Rusia - Kiev used grain deal to stock up on military supplies

Rusia - Kiev used grain deal to stock up on military supplies





FILE PHOTO. © Sputnik / Turkish Defense Ministry






Ukraine has used the Black Sea grain deal to accumulate sizable military and fuel supplies, Russian Deputy Ambassador to the UN Dmitry Polyansky told the organization’s Security Council (UNSC) on Friday. EU nations have also exploited the agreement to reap profits from cheap Ukrainian food products, he said.







Since the UN-facilitated deal was introduced a year ago, “the Kiev regime has built up significant military and industrial (supplies), as well as fuel… storage capacities in the areas near its Black Sea ports,” the diplomat said during a UNSC meeting convened after Russia’s decision to withdraw from the agreement.

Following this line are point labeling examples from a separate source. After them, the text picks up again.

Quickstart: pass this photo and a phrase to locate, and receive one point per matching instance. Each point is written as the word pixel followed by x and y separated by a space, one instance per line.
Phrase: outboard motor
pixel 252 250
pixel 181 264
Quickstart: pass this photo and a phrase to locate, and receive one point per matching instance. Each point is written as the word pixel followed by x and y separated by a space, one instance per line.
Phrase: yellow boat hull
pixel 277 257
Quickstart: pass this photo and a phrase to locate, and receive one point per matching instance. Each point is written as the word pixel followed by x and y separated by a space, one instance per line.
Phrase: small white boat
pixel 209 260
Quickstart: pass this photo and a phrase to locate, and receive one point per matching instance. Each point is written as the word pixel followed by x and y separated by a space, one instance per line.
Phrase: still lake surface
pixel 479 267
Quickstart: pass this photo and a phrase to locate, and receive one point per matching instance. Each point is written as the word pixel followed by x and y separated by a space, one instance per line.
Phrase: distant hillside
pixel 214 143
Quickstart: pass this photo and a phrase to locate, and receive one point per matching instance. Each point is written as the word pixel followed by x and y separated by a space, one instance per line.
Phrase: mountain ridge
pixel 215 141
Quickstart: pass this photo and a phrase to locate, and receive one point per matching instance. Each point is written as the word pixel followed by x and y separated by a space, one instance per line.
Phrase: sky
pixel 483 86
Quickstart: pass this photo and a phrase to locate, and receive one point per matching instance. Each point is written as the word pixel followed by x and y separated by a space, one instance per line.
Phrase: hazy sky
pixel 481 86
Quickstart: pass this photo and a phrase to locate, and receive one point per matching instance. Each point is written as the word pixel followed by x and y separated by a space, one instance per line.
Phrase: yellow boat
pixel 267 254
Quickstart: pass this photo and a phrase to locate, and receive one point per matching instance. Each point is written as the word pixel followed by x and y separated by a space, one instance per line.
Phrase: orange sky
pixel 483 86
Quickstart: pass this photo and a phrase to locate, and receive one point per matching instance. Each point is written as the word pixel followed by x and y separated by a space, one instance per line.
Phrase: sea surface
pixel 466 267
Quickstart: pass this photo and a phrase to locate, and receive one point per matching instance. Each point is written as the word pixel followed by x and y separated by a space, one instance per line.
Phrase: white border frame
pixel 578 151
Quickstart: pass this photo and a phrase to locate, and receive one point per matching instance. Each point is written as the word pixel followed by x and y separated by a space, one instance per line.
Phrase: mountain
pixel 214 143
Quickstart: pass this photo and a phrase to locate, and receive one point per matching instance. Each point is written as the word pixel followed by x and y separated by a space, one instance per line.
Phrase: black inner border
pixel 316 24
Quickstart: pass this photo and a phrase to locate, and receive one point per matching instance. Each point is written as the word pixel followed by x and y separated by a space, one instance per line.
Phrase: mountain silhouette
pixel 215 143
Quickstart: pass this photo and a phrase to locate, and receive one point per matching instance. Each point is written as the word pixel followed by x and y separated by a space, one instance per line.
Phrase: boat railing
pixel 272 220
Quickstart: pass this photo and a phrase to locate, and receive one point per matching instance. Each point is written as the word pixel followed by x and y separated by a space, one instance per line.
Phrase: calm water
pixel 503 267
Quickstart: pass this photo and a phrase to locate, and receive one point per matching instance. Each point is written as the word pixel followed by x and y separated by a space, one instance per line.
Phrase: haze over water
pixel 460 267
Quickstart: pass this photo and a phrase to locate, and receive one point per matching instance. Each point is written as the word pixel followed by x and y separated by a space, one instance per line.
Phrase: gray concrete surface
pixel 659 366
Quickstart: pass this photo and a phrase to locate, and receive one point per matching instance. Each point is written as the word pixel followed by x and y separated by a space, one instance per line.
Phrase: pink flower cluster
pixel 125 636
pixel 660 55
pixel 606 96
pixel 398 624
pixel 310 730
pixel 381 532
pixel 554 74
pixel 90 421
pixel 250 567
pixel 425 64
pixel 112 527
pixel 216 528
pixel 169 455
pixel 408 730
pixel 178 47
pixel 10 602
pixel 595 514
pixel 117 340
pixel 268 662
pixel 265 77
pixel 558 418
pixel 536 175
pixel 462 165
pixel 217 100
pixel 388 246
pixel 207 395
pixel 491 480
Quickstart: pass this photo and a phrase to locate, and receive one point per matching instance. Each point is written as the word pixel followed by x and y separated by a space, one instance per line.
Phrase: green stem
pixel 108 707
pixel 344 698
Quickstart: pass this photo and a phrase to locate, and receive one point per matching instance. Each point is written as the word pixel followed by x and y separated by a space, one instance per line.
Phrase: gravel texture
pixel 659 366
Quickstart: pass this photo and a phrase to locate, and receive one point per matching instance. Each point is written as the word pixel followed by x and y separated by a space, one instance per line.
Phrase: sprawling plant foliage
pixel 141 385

A large number of Ukrainian soldiers and foreign mercenaries have also been stationed in the areas protected under the deal, he said, adding that Russia could “remedy this situation” now that it has left the deal.

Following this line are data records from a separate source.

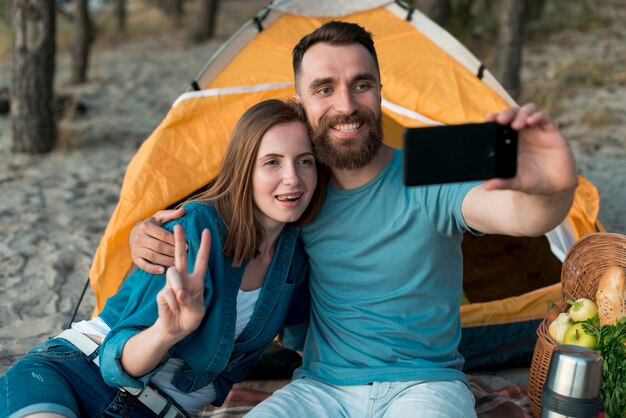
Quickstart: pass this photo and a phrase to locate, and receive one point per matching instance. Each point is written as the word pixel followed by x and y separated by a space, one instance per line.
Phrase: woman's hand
pixel 181 302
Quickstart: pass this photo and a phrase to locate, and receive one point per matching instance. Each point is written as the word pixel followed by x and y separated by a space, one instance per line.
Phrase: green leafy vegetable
pixel 611 346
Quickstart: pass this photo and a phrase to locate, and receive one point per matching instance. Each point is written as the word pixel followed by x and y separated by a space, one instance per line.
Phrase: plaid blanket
pixel 495 397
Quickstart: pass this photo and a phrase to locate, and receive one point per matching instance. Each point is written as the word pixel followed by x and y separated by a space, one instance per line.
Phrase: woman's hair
pixel 231 190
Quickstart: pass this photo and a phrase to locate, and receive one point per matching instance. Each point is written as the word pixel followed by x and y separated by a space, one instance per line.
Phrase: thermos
pixel 572 387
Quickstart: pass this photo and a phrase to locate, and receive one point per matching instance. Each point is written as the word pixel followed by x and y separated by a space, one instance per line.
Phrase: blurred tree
pixel 83 37
pixel 34 32
pixel 437 10
pixel 203 25
pixel 119 7
pixel 511 16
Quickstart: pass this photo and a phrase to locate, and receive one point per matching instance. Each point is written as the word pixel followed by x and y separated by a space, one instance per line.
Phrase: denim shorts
pixel 309 398
pixel 57 377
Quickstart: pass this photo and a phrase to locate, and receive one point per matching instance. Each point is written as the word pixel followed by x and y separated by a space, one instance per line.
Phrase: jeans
pixel 303 398
pixel 57 377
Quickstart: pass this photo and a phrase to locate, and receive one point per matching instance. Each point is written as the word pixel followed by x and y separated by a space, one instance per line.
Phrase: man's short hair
pixel 334 33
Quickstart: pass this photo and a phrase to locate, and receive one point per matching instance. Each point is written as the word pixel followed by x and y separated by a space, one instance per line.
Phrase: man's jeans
pixel 57 377
pixel 303 398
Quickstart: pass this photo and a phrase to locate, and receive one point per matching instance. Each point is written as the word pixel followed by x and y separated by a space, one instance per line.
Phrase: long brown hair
pixel 231 191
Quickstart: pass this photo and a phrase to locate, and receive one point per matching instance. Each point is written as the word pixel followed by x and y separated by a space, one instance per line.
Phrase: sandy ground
pixel 54 208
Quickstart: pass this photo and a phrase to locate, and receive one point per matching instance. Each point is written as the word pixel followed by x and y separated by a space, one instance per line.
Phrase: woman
pixel 188 335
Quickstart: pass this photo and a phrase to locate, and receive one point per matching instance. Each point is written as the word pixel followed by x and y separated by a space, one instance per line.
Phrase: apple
pixel 581 334
pixel 559 326
pixel 582 309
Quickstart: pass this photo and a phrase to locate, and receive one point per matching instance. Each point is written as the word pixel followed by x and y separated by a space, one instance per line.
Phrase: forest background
pixel 56 202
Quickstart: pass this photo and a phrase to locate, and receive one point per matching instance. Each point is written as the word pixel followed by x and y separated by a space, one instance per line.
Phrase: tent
pixel 429 78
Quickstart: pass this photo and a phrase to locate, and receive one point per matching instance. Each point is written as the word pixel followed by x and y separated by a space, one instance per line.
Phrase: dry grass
pixel 596 116
pixel 143 20
pixel 566 77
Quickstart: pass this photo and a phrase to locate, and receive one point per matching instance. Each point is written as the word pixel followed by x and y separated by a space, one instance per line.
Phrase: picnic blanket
pixel 495 397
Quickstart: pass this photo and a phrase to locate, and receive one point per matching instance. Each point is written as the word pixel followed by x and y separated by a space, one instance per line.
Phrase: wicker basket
pixel 584 265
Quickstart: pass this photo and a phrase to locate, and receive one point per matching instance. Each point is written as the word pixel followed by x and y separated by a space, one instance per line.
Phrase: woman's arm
pixel 181 309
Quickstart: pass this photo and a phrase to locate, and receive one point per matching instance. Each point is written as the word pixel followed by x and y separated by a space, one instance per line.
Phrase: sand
pixel 54 208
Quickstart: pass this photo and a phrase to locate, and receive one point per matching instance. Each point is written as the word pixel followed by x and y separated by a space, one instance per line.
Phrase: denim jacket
pixel 210 353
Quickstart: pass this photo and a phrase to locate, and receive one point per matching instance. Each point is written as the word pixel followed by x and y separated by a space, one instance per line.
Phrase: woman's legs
pixel 57 379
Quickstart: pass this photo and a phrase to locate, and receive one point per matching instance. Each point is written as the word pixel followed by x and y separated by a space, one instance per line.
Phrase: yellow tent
pixel 428 77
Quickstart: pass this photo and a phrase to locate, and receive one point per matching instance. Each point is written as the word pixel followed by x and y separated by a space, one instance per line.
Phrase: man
pixel 386 263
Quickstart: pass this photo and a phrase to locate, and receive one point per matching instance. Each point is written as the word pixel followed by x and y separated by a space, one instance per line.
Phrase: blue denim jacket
pixel 210 353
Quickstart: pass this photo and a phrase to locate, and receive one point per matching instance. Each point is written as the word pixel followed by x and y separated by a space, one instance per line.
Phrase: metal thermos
pixel 572 387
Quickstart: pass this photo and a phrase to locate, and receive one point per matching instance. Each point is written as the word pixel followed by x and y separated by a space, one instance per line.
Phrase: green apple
pixel 581 334
pixel 582 309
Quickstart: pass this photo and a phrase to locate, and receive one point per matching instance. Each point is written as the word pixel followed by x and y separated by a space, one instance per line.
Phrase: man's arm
pixel 152 246
pixel 539 197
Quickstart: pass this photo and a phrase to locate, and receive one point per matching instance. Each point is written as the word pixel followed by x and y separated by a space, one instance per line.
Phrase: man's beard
pixel 357 152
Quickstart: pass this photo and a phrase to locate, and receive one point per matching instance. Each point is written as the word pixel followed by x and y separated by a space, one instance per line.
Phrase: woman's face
pixel 284 175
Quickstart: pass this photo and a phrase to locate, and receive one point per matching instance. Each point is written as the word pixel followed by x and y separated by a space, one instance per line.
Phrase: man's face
pixel 339 87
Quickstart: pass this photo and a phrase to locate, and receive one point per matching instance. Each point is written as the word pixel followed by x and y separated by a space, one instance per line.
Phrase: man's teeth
pixel 347 127
pixel 289 197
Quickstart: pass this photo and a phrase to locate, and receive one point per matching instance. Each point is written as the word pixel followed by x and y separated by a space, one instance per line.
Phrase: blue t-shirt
pixel 386 282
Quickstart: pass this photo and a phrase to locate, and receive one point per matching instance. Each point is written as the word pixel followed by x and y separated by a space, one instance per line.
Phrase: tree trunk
pixel 509 44
pixel 120 14
pixel 34 31
pixel 437 10
pixel 203 25
pixel 83 36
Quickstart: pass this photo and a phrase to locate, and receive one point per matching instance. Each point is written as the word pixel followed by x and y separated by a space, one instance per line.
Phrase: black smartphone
pixel 457 153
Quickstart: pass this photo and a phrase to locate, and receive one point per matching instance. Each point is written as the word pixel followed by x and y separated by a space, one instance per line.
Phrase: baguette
pixel 611 296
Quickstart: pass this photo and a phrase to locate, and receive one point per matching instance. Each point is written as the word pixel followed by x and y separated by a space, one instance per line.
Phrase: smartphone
pixel 458 153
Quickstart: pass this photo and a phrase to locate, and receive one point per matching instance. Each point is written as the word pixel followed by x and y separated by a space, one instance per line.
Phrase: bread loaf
pixel 611 296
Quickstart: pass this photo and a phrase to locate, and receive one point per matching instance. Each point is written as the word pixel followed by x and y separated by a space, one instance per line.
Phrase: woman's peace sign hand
pixel 181 301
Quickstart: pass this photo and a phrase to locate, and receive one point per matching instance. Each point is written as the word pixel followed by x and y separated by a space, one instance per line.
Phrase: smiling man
pixel 386 262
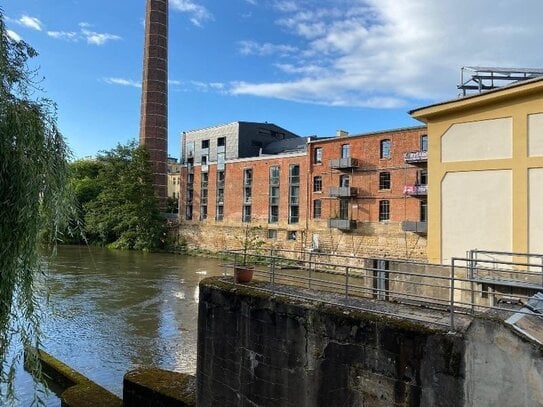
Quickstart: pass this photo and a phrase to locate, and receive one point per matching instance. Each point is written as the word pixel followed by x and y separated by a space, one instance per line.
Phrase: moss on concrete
pixel 89 395
pixel 152 384
pixel 78 390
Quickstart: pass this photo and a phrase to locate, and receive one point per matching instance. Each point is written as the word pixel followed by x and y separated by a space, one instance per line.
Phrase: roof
pixel 373 133
pixel 487 97
pixel 239 122
pixel 286 146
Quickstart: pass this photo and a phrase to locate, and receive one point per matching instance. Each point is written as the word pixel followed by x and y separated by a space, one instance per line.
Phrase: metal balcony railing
pixel 342 192
pixel 415 190
pixel 415 157
pixel 416 227
pixel 343 163
pixel 342 224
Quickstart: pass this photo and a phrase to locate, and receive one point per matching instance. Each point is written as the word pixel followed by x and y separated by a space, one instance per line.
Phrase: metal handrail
pixel 453 291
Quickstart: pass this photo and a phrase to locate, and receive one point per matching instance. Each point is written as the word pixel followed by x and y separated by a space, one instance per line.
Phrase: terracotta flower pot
pixel 243 274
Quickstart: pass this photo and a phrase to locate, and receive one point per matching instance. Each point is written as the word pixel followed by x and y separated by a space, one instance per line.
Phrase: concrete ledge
pixel 89 395
pixel 76 390
pixel 152 387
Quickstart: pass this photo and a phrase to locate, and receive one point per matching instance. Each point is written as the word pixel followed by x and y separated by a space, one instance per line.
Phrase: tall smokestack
pixel 154 96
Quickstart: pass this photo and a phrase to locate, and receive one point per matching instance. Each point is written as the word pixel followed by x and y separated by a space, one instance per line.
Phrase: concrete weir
pixel 256 348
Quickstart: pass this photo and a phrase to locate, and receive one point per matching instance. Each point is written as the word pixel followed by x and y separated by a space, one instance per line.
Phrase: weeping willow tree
pixel 33 163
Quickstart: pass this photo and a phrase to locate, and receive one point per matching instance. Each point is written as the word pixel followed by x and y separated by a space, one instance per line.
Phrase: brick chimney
pixel 154 96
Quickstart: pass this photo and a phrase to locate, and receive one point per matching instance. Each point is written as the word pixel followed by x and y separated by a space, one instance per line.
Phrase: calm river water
pixel 111 311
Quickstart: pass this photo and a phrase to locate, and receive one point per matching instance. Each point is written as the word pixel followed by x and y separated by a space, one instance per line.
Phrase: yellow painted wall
pixel 521 105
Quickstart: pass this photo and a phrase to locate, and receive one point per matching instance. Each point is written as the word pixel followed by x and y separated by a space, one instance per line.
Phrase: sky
pixel 310 66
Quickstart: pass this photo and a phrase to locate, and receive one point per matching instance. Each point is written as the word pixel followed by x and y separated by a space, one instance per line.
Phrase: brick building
pixel 363 194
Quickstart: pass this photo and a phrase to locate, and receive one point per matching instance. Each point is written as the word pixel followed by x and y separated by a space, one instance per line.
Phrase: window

The Ukrainian military did not hesitate to use the humanitarian corridors reserved for the grain shipments to launch attacks on the Russian military and civilian targets, Polyansky said, adding that neither the UN nor Western nations had reacted to such attacks in any way. “Do you just want us to put up with it?” asked the envoy.


The Russian military repeatedly reported on Ukrainian attempts to strike targets in Crimea with both aerial and naval drones, which were mostly thwarted by Russian defense systems. In May, Moscow stated that the Ukrainian forces had taken advantage of the grain corridors to stage attacks on Crimea.


The deal itself, which was initially touted as a humanitarian initiative aimed at helping the poorest nations to avoid a food crisis, was ultimately “commercialized” by the West, Polyansky said.


“Europeans, who buy Ukrainian food products at give-away prices, then process them and re-sell them as manufactured goods with high added value,” he continued, adding that EU nations are “benefiting twice” from the deal. “Tell me, where is the goal of providing the poorest nations with food here?” he asked.


Moscow has repeatedly stressed that only a tiny percentage of the grain exported from Ukraine as part of the agreement has been shipped to such nations, while the bulk of it has ended up in Europe. On Friday, Italian Defense Minister Guido Crosetto also stated that “95% of exported Ukrainian grain does not go to Africa.” He blamed this for rising food prices on the continent, which were “destabilizing regions that are already in difficulty.”


The US Department of Agriculture also said in its July report that almost half of all Ukrainian wheat exports ended up in the EU after the grain deal was struck. Türkiye imported almost a quarter of Ukraine’s wheat over the same period, and only roughly one-fifth went to the “rest of the world,” the report showed.